Breaking news: Security flaw supposedly found in Intel's hyperthreading implementation

Page 2 - Seeking answers? Join the AnandTech community: where nearly half-a-million members share solutions and discuss the latest tech.

dmens

Platinum Member
Mar 18, 2005
2,275
965
136
I find it amusing that so many people here assume P4's SMT implementation is for show and has no performance benefits even though many workloads benefit from fine-grained multithreading, and not just "multitasking" either. It's been documented for years. Then again, if the only benchmarks run are games, there won't be any improvement.

This sounds like a case of fanboyism... especially when they blithely assert that Power and SPARC do SMT "correctly". LOL!

Naturally certain loads will suffer from the resource sharing... but considering the fact that the way resources are shared can be manipulated in software (in multiple ways, no less) or turned off entirely on the fly, only a very small percentage of legacy code actually suffer a performance hit.

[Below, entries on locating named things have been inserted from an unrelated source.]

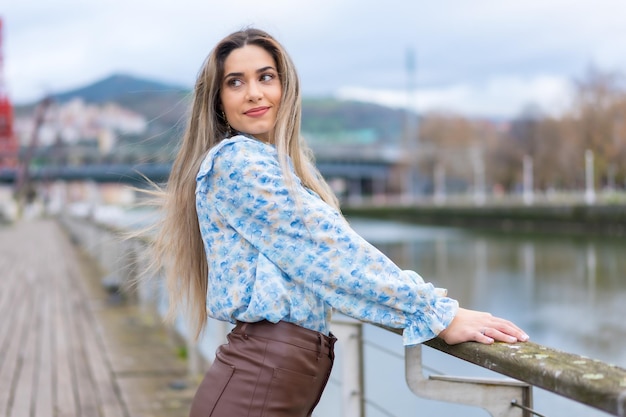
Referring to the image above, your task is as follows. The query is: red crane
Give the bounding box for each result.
[0,18,19,169]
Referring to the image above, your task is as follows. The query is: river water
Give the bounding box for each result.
[101,208,626,417]
[316,219,626,417]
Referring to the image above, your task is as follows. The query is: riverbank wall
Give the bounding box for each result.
[342,204,626,237]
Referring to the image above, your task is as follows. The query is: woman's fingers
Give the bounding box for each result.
[439,308,528,344]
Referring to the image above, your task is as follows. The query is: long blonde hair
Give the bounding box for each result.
[154,28,339,337]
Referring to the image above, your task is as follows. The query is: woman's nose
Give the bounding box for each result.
[248,82,263,101]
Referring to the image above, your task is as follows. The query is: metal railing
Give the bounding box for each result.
[60,216,626,417]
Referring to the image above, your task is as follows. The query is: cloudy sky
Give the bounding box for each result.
[0,0,626,117]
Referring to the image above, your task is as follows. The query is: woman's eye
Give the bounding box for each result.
[261,74,274,81]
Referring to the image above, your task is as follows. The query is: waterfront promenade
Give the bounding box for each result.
[0,220,197,417]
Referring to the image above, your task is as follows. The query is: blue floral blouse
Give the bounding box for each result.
[196,135,458,345]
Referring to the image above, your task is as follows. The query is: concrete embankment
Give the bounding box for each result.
[342,204,626,237]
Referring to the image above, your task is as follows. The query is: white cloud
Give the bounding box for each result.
[2,0,626,114]
[337,76,571,117]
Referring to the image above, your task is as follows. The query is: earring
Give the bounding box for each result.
[222,110,232,136]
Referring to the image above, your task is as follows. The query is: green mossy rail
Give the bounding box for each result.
[387,328,626,417]
[342,204,626,237]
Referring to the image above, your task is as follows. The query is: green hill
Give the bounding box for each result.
[16,74,405,143]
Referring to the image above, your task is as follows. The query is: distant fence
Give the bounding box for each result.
[60,216,626,417]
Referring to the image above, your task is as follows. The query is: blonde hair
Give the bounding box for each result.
[154,28,339,337]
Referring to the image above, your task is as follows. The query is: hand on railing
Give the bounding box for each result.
[439,308,528,345]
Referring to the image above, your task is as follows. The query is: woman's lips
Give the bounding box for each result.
[243,107,270,117]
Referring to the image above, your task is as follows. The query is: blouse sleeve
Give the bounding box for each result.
[199,138,458,345]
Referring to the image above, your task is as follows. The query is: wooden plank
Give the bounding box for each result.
[68,253,127,417]
[0,272,29,415]
[8,282,42,417]
[53,244,78,417]
[34,290,54,417]
[58,237,100,416]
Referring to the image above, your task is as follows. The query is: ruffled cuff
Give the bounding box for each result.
[402,271,459,346]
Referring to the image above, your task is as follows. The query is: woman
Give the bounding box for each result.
[156,29,528,417]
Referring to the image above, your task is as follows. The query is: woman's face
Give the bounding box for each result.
[220,45,282,143]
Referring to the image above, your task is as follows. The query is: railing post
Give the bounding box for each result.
[332,318,365,417]
[405,345,532,417]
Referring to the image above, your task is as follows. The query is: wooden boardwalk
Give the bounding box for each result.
[0,220,197,417]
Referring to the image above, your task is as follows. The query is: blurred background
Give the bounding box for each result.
[0,0,626,416]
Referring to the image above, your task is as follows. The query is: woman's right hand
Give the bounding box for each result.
[438,308,528,345]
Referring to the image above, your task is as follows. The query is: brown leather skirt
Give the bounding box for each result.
[190,321,337,417]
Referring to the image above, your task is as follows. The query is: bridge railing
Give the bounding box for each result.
[60,216,626,417]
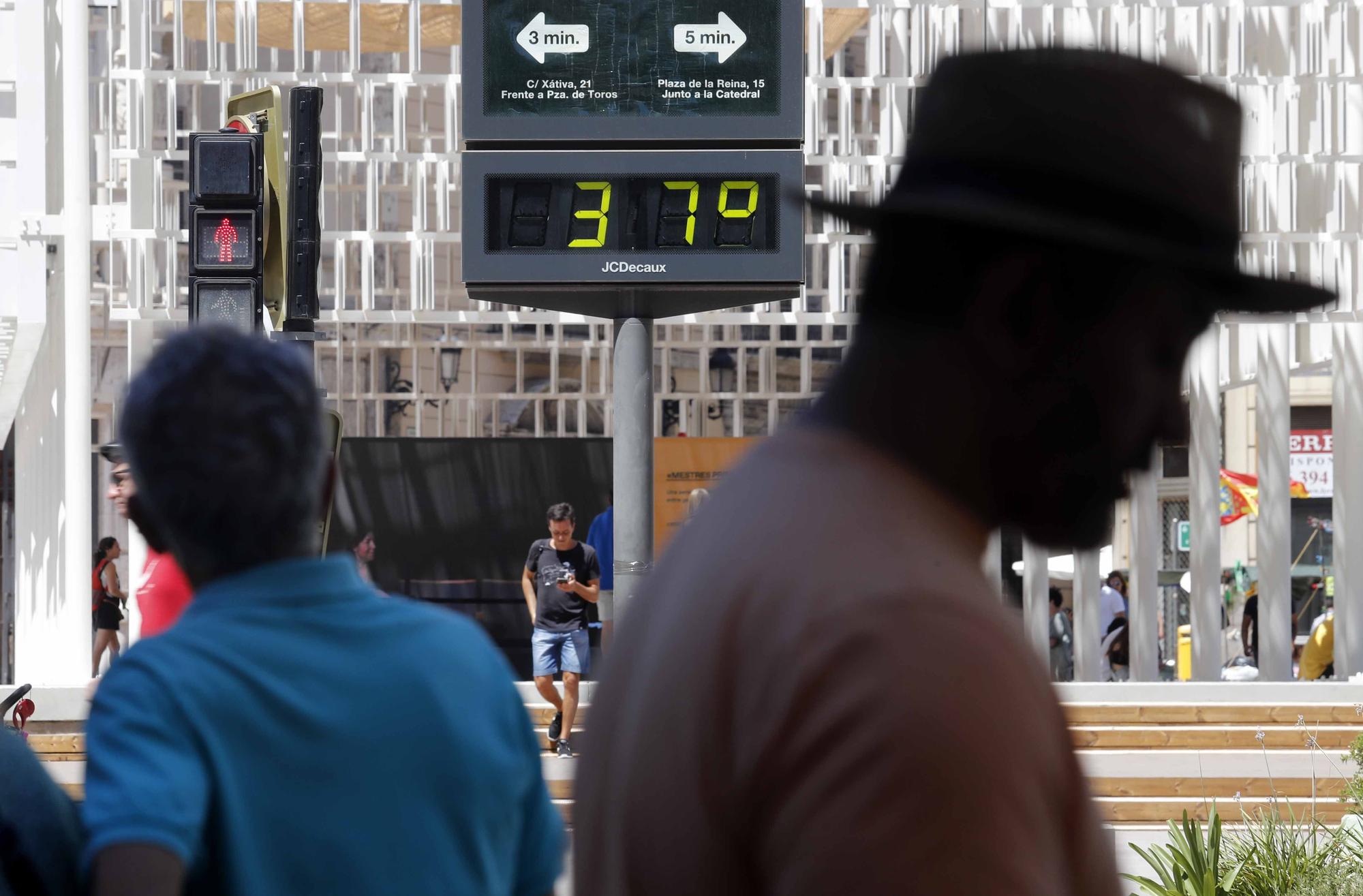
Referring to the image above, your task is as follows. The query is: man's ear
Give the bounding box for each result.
[965,249,1065,379]
[128,491,170,554]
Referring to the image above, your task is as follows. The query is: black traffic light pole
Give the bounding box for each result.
[278,87,322,356]
[274,87,322,361]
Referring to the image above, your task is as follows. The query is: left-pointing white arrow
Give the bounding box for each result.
[672,12,748,63]
[515,12,592,65]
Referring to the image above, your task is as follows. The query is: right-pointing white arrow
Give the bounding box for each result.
[672,12,748,63]
[515,12,592,65]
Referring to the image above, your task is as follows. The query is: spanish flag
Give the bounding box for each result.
[1221,469,1311,525]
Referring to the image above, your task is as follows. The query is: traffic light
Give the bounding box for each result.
[189,128,266,333]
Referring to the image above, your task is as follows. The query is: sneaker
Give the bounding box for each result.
[549,712,563,743]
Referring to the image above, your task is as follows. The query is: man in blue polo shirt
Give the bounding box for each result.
[85,328,563,896]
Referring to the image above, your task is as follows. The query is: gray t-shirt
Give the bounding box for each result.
[525,538,601,632]
[574,431,1119,896]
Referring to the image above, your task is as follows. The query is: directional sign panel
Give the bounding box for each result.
[463,0,803,143]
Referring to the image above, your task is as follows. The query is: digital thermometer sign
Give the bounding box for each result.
[487,172,778,255]
[463,150,804,290]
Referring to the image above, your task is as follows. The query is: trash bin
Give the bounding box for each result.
[1179,625,1193,681]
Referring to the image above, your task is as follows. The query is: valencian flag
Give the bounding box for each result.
[1221,469,1311,525]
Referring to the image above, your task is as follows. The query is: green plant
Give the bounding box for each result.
[1225,805,1345,896]
[1122,803,1242,896]
[1284,866,1363,896]
[1340,734,1363,812]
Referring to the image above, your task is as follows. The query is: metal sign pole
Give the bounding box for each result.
[612,318,653,625]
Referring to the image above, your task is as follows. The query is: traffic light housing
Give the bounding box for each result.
[188,128,266,333]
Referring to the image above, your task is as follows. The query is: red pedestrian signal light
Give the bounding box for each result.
[191,208,259,268]
[213,218,237,262]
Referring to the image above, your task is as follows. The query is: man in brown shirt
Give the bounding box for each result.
[574,50,1330,896]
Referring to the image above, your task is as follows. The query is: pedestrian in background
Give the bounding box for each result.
[350,532,378,584]
[90,535,128,678]
[99,443,194,637]
[521,504,601,758]
[1051,585,1074,681]
[587,495,615,643]
[1240,581,1259,666]
[574,49,1333,896]
[1099,569,1126,633]
[83,327,563,896]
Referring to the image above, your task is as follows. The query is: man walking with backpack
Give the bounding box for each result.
[521,504,601,758]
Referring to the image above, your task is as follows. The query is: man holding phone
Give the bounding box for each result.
[521,504,601,758]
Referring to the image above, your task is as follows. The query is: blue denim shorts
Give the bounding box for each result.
[530,629,592,675]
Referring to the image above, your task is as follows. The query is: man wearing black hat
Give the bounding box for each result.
[574,50,1330,896]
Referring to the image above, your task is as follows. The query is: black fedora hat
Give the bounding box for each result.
[810,49,1334,312]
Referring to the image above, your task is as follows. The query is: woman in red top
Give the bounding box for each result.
[90,536,128,678]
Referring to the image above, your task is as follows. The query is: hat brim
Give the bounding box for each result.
[806,191,1336,313]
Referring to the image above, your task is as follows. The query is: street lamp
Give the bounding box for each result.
[440,346,463,392]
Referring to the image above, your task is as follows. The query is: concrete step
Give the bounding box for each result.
[1093,795,1349,824]
[1070,724,1363,750]
[1075,747,1358,780]
[1063,702,1363,728]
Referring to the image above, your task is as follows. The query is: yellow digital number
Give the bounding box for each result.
[720,181,758,218]
[662,181,701,245]
[568,181,611,249]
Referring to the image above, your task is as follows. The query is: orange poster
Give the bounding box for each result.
[653,439,759,555]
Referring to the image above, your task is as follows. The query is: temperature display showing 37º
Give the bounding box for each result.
[487,174,778,253]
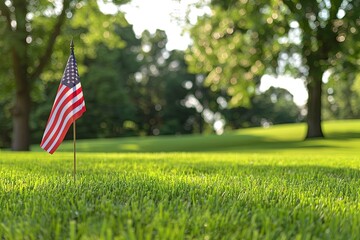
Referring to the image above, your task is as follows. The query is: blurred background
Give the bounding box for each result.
[0,0,360,150]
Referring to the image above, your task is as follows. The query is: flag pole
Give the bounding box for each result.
[70,39,76,182]
[73,121,76,182]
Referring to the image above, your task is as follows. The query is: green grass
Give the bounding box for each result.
[0,121,360,240]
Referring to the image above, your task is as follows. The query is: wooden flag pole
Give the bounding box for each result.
[73,121,76,182]
[70,39,76,182]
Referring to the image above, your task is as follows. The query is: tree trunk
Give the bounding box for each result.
[305,70,324,139]
[12,91,31,151]
[12,49,31,151]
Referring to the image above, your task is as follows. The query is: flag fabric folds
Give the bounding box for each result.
[40,51,86,154]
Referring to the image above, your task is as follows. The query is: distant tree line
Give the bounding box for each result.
[0,23,301,147]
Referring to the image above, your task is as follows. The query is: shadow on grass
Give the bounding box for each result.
[64,135,340,153]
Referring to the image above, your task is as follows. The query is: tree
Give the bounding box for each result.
[0,0,126,150]
[187,0,360,138]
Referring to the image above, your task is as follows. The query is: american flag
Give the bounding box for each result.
[40,51,86,154]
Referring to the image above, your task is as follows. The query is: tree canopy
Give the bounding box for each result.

By the way, SMT was not a backhanded attempt to overcome P4's deficiencies post-Willamette. It was there from the very beginning.
 

Munky

Diamond Member
Feb 5, 2005
9,372
0
76
I thought hyperthreading was just a technique they used on a p4 that sort of separates the pipeline into logical units, so when there's a stall, it doesn't stall the whole pipeline, only part of it. Correct me if I'm wrong, but this is needed on a p4 because of it's long pipeline and the huge performance hit it takes if there's a stall.

AMD, on the other hand, has a shorter pipeline, and takes less of a hit when there's a stall. So, supposing no stall occurs, does hyperthreading do anything then? Does it REALLY let the p4 execute 2 threads simultaneously, or is it just a trick to boost performcance in certain cases?
 

dmens

Platinum Member
Mar 18, 2005
2,275
965
136
paper

its got some marketing bs, ignore it and go to the parts on the pipes and architectural state. and yes, it can execute two threads simultaneously.

smt was not designed to "fix" more severe flush penalties with a longer global pipe. that problem was supposed to be handled with speculation / replay. smt was designed to use resources when available by bringing in another thread, because stalls occur frequently no matter what.
 

Duvie

Elite Member
Feb 5, 2001
16,215
0
71
Originally posted by: dmens
I find it amusing that so many people here assume P4's SMT implementation is for show and has no performance benefits even though many workloads benefit from fine-grained multithreading, and not just "multitasking" either. It's been documented for years. Then again, if the only benchmarks run are games, there won't be any improvement.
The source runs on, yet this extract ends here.